All Projects
The full catalog.
Flagship products and research — each flagship broken out by repository below so the architecture tells the story instead of a pitch.
VYNN AI — Production Agentic Financial Analyst
Bloomberg-grade equity research, built for retail. A LangGraph supervisor orchestrates seven specialized agents — fundamentals, news intelligence, valuation, and a validated recommendation — and returns a 35-page PDF + 10-tab DCF + traceable rating in under seven minutes per ticker. Built end-to-end as a three-layer stack, deployed to real users, with reproducibility guarantees most research prototypes don't attempt. Live at vynnai.com.
Three architectural commitments
Explicit state semantics
Intermediate artifacts are typed, inspectable state — not implicit prompt context. Every agent produces a structured slice of the supervisor state.
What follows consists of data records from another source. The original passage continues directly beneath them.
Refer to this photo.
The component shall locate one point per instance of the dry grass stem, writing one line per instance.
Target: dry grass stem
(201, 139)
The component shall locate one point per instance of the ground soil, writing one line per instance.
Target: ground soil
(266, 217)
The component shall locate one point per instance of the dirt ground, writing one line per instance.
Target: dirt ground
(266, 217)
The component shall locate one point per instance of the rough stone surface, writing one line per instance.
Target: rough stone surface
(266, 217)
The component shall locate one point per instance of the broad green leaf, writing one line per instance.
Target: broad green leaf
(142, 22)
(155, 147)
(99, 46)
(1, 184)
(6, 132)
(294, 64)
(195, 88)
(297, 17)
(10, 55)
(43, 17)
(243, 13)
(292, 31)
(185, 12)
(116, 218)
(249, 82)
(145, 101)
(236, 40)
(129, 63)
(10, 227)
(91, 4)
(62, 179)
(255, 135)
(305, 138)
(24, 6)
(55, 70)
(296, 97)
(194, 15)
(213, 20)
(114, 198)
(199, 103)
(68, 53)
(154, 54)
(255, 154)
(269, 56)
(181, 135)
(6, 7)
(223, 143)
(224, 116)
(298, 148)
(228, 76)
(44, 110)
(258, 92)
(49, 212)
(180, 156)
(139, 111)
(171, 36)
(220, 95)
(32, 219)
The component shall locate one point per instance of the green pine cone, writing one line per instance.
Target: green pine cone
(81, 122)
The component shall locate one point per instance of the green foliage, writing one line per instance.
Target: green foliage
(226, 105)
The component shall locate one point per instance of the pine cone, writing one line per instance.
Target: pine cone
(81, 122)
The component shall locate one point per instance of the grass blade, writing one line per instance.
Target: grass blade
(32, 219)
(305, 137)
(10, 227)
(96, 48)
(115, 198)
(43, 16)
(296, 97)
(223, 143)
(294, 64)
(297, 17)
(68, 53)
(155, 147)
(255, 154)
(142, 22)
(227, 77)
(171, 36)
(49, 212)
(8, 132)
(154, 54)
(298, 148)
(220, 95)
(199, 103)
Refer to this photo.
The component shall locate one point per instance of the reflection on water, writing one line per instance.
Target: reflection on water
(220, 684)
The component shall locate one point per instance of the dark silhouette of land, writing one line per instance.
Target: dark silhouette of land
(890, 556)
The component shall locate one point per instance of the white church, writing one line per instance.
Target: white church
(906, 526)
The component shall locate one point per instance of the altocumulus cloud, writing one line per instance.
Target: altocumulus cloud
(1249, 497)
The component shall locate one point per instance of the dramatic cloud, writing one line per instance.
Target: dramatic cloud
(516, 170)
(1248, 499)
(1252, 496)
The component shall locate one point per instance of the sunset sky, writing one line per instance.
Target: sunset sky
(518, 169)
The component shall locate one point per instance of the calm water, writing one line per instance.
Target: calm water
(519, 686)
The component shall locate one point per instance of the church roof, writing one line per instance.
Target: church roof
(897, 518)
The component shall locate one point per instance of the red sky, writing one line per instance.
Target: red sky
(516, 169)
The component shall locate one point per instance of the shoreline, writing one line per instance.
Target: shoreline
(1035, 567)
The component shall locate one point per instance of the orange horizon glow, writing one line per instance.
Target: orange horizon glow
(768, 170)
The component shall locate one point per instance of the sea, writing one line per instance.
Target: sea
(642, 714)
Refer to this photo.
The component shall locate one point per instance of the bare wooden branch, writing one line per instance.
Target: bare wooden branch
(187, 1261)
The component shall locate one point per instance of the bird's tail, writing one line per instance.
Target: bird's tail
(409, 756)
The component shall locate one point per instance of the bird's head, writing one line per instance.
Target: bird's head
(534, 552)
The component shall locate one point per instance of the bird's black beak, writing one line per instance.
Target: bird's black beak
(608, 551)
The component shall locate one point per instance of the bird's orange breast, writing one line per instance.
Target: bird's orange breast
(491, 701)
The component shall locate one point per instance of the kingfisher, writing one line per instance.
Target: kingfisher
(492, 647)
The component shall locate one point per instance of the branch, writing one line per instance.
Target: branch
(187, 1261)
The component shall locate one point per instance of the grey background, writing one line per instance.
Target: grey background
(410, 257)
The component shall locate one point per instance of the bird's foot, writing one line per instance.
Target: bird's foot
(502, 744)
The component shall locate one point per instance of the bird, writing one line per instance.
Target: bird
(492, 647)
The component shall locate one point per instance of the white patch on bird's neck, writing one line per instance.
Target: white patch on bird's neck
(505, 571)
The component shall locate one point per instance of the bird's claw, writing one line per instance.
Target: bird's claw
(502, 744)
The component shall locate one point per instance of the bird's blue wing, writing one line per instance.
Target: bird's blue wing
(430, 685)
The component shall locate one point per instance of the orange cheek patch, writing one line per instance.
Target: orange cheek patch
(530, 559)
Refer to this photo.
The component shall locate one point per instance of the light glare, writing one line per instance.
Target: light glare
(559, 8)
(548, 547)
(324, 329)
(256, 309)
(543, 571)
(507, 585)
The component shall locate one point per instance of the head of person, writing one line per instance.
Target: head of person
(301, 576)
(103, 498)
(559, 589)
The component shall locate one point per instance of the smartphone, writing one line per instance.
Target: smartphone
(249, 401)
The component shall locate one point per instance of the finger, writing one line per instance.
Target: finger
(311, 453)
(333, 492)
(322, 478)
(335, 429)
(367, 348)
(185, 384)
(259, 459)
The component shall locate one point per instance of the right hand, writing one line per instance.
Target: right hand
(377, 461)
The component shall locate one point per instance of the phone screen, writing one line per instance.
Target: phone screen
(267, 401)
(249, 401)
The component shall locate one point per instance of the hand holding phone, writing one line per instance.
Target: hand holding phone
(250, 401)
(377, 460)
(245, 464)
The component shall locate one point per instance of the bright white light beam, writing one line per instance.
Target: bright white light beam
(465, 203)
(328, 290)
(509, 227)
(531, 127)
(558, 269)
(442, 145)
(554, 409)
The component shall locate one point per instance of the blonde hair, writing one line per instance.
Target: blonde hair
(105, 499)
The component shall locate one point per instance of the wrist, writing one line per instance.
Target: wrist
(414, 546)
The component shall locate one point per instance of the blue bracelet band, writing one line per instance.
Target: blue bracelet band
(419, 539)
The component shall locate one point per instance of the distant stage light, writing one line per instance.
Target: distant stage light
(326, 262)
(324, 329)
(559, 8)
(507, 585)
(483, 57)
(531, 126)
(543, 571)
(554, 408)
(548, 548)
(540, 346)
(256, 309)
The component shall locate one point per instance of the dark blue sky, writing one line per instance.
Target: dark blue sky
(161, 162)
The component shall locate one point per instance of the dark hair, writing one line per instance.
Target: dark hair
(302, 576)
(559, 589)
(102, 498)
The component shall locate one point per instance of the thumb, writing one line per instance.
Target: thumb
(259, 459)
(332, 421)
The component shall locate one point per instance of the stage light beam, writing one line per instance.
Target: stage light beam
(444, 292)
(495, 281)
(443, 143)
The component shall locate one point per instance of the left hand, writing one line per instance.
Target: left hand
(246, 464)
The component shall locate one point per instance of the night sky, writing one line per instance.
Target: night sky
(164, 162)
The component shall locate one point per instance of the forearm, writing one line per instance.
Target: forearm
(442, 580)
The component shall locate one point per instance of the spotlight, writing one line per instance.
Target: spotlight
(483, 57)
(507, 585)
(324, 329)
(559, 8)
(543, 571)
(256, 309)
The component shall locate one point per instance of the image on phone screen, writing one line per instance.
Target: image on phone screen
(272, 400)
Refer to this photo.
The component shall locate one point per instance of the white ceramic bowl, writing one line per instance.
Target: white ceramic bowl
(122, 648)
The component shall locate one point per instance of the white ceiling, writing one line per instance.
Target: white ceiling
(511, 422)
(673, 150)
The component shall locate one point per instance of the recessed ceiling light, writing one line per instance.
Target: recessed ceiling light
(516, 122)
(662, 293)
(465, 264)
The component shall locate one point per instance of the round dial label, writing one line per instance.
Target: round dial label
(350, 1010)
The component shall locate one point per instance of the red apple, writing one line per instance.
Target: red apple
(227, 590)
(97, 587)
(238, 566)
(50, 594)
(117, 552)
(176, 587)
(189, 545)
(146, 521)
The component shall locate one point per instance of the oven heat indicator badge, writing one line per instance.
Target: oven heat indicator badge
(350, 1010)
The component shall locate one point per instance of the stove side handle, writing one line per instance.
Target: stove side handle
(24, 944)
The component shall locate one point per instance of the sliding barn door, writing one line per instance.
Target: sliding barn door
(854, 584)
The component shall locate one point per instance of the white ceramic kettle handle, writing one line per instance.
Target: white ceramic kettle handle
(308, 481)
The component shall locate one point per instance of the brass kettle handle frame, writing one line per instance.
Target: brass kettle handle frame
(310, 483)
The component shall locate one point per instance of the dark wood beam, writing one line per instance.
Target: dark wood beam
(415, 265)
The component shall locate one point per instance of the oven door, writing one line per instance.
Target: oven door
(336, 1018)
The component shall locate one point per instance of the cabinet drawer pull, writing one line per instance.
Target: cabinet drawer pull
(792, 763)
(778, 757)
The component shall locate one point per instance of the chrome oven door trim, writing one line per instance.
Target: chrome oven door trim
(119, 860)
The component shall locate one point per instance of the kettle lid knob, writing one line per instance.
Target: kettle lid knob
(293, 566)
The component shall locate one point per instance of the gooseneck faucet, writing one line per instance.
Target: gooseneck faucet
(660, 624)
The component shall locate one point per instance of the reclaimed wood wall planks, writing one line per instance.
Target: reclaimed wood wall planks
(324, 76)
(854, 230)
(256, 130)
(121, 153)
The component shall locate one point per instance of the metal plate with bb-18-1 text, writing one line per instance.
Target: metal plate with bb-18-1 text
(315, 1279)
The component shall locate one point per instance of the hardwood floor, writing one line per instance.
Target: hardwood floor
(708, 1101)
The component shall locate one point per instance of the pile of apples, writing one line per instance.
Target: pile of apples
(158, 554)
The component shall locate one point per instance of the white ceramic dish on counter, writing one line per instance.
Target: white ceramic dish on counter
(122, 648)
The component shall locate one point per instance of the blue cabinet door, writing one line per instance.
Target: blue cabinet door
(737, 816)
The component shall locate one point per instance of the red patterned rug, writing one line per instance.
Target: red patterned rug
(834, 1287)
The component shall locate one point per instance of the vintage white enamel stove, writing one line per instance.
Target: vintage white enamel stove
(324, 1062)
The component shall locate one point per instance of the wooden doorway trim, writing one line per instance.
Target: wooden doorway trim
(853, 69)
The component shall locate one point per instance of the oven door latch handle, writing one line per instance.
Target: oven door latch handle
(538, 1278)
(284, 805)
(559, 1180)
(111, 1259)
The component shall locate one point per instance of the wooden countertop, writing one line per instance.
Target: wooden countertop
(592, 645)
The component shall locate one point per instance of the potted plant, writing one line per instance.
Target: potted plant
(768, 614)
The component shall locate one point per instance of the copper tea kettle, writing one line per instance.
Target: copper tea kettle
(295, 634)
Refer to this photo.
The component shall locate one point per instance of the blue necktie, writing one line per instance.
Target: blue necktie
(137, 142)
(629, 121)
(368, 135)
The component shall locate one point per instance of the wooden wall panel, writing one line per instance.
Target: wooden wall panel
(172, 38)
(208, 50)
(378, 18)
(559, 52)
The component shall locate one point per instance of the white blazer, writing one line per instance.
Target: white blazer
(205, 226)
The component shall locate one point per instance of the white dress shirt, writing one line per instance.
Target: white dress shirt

Strict symbolic–semantic separation
LLMs are restricted to intent recognition, relevance assessment, and event extraction. Valuation, recommendation logic, and numerical propagation are fully deterministic.
Cache-aware orchestration
Repeated or overlapping queries reuse validated artifacts. A 10-min semantic cache + daily report fan-out bounds redundant LLM work.
Production outcomes
- ~15,000 LOC across 40+ modules, 33 externalized prompt templates, 3-layer recommendation engine (deterministic calculator → LLM narrative → regex validator enforcing ≥95% citation coverage).
- Custom 1,293-line Formula Evaluator interprets Excel formulas (cell references, cross-tab references, SUMIFS, cross-tab propagation) programmatically — so downstream agents consume computed values without an Excel installation and Excel-JSON consistency is guaranteed by construction.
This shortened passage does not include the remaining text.